陈:确实有这个问题。所以我刚才说了我主张从理论到实际的一种平衡。也就是说,被害人与被告人在权利上、利益上是一个对立物,被害人强烈地要求找到真正的犯罪分子加以惩罚,从心理上得到平衡,从物质上可以得到赔偿。所以说,被害人的权利保障单独靠刑事处罚虽可以获得一部分的平衡,但不能得到根本的平衡。只有把犯罪分子加以惩罚,然后又有物质利益的赔偿才能彻底地达到目的。这是从被害人角度来说的。
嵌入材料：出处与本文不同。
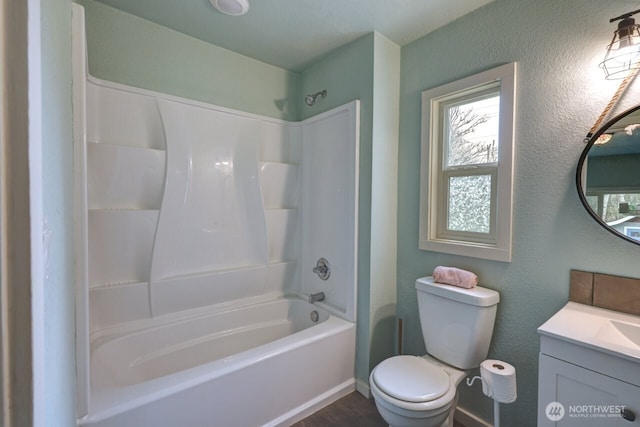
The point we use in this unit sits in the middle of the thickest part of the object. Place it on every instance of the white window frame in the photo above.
(496, 245)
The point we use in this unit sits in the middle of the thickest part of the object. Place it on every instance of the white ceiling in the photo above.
(292, 33)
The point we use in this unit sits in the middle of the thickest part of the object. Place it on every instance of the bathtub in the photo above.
(260, 364)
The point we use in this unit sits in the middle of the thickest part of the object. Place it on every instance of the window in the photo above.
(467, 165)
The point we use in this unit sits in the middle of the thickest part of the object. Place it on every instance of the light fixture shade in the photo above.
(231, 7)
(623, 53)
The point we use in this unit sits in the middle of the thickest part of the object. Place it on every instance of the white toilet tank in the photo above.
(457, 323)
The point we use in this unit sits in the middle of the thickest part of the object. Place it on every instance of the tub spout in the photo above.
(316, 297)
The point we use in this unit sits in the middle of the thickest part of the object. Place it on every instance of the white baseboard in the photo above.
(362, 387)
(470, 420)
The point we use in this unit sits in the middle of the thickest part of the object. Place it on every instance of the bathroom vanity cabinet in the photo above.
(589, 372)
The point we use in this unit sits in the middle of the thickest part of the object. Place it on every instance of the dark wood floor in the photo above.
(353, 410)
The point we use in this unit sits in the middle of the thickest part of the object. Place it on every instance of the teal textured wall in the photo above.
(129, 50)
(560, 93)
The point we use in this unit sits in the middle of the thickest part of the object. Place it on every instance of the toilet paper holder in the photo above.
(487, 390)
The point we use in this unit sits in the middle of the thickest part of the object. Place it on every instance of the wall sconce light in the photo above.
(623, 53)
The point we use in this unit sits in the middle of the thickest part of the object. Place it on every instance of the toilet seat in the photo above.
(411, 379)
(436, 405)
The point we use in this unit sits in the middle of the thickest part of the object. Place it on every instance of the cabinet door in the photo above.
(571, 396)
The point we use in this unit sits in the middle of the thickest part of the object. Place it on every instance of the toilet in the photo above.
(457, 324)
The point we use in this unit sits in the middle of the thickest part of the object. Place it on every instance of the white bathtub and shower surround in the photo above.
(189, 213)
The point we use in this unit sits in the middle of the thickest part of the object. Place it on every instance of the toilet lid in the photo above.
(411, 378)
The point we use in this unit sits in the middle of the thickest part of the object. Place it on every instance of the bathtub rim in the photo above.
(106, 402)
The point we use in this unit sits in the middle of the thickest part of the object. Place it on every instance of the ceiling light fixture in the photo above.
(231, 7)
(623, 53)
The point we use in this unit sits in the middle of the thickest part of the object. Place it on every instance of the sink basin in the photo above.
(620, 333)
(604, 330)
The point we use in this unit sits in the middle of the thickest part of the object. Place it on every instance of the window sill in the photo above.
(474, 250)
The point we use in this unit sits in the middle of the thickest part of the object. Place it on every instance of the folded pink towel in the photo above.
(455, 276)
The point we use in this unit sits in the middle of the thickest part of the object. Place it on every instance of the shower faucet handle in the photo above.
(322, 269)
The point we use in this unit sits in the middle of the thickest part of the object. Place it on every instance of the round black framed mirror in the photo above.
(608, 176)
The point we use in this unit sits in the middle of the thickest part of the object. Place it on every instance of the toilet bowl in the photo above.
(412, 391)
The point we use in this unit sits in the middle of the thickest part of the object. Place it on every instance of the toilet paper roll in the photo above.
(498, 380)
但是即便是犯罪分子也要有起码的人格,人即便是犯罪了也有起码的人权,不能对其人格上进行侮辱;不能对其人身进行侵犯。这是做人的起码人格,要尊重他们做人的起码的权利。
这里头有一个两者之间的平衡,如果对被追诉的人,用一种合法的手段,用正当的程序,这样放纵犯罪分子的可能性要多一点。但是认定的犯罪分子是真正的犯罪分子,这个货真价实的比率也要大得多。靠刑讯逼供搞残酷的、拉网式的,犯罪分子漏网的少一点,但冤枉的也多一点。这是一种互相之间比率消长的问题。也就是说不可能十全十美,不可能坏人个个都抓完而不冤枉好人。因此必须在两者之间取得平衡。
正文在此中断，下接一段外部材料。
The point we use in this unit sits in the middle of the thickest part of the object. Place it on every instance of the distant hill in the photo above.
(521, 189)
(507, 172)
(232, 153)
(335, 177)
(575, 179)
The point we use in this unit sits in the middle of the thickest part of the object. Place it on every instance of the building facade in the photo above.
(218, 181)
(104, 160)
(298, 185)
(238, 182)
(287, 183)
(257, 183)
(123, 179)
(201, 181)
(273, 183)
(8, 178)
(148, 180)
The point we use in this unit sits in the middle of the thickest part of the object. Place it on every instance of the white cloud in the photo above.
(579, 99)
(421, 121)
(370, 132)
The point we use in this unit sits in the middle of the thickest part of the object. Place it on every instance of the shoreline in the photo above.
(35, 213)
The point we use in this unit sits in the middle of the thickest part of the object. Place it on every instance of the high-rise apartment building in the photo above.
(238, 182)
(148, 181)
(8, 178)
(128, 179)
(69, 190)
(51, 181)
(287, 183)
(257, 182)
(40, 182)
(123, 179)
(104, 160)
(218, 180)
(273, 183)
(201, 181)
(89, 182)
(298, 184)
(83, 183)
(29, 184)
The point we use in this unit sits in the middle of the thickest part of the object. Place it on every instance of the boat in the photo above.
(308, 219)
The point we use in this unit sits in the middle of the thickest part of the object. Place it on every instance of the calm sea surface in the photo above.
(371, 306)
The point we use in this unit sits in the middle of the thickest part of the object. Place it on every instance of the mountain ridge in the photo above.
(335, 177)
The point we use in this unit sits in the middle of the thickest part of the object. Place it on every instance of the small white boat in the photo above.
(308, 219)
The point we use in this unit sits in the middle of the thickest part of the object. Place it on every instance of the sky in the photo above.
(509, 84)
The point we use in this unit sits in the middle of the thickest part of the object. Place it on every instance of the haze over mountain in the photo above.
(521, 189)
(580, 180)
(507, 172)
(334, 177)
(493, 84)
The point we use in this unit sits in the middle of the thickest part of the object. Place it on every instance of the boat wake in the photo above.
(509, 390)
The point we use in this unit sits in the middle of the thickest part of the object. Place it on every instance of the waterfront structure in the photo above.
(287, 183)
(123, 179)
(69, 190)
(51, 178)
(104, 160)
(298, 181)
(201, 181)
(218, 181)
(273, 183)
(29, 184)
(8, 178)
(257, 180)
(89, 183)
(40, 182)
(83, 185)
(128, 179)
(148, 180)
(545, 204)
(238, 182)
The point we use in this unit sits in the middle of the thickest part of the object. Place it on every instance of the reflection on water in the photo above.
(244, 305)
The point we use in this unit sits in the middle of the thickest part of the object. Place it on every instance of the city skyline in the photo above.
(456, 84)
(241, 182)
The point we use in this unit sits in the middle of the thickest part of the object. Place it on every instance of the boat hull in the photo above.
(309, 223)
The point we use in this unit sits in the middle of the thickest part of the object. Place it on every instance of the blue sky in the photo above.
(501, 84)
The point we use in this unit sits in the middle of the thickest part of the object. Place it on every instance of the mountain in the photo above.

这里头我要讲两个问题:第一个问题是,在冤枉好人,放纵坏人两个价值取舍上,我们应坚持不能冤枉好人,宁可放纵坏人。因为,坏人即使打掉了十个,实际上还会剩下几个打不掉的。坏人多打一个,少打一个,其危害性不是可以明显地看出来的。当然,把一大批坏人都漏掉了,抢银行的案件个个都破不了,到处抢银行,那不得了。实际上,我们的破案率也就是50%或50%以上,大体上说,坏人不可能个个都抓到。但是好人,冤枉一个,它的危害性明显地会反映出来。比如说你抓个嫌疑是定个杀人犯,过一阵子冒出真凶来,你要给他平反;如果真凶抓不到,他就坐一辈子牢了,他的亲属也知道他的儿子是被冤枉的,连带的不是一个人,他的亲朋好友都觉得这个社会是不公正的,是冤枉好人的,会有怨气的,更何况他本?这里也可以说冤枉一个好人,另一方面必然放纵了一个坏人,你以为处罚了“犯罪分子”案子就破了,实际上真凶还没有出现。假破案实际上就是冤枉一个好人,又放纵了一个坏人。
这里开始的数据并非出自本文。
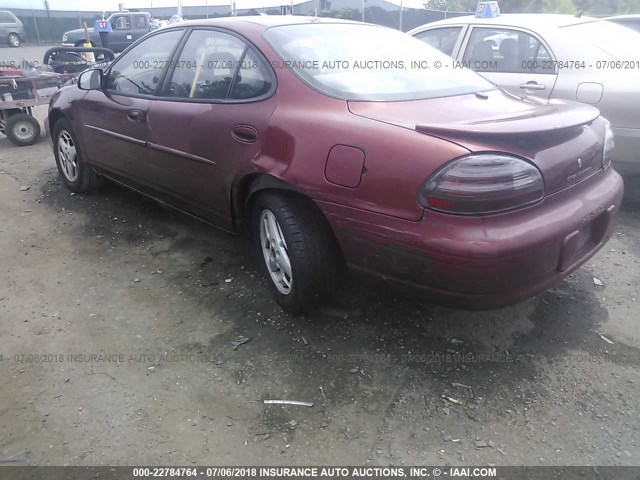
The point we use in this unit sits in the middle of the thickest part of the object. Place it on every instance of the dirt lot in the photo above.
(157, 300)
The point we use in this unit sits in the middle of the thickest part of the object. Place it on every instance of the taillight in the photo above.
(609, 143)
(482, 183)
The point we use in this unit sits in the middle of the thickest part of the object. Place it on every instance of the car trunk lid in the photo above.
(557, 136)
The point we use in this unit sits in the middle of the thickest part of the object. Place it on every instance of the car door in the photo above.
(514, 59)
(210, 122)
(445, 39)
(114, 118)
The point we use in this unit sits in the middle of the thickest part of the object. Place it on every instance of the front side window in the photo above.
(140, 70)
(206, 69)
(121, 23)
(140, 21)
(507, 51)
(444, 39)
(371, 63)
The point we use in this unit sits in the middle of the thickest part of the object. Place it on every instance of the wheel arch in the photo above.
(53, 117)
(249, 185)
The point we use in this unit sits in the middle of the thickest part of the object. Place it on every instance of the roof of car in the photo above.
(266, 20)
(634, 17)
(535, 21)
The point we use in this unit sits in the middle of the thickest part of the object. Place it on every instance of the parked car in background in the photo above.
(630, 21)
(127, 27)
(554, 56)
(11, 29)
(323, 141)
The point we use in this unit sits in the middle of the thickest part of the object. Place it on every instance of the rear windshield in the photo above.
(370, 63)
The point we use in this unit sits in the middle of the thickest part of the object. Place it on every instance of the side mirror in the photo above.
(90, 80)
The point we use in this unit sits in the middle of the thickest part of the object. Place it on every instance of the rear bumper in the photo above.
(482, 263)
(626, 154)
所以,我们在理论上一直强调:惩罚犯罪应“谨”字当头,不要冤枉好人。在一般的情况下坚持“疑罪从无”,这是一个原则。这个“疑罪从无”也有宁可放纵坏人的意思。我认为这个并不是程序法上的问题。有的人有分歧,说“疑罪从无”是程序法上的问题。我认为它就同“证据确实充分”一样是实体法的要求,“疑罪从无”是实体法上的规定,而不是程序优先,是价值取舍的问题。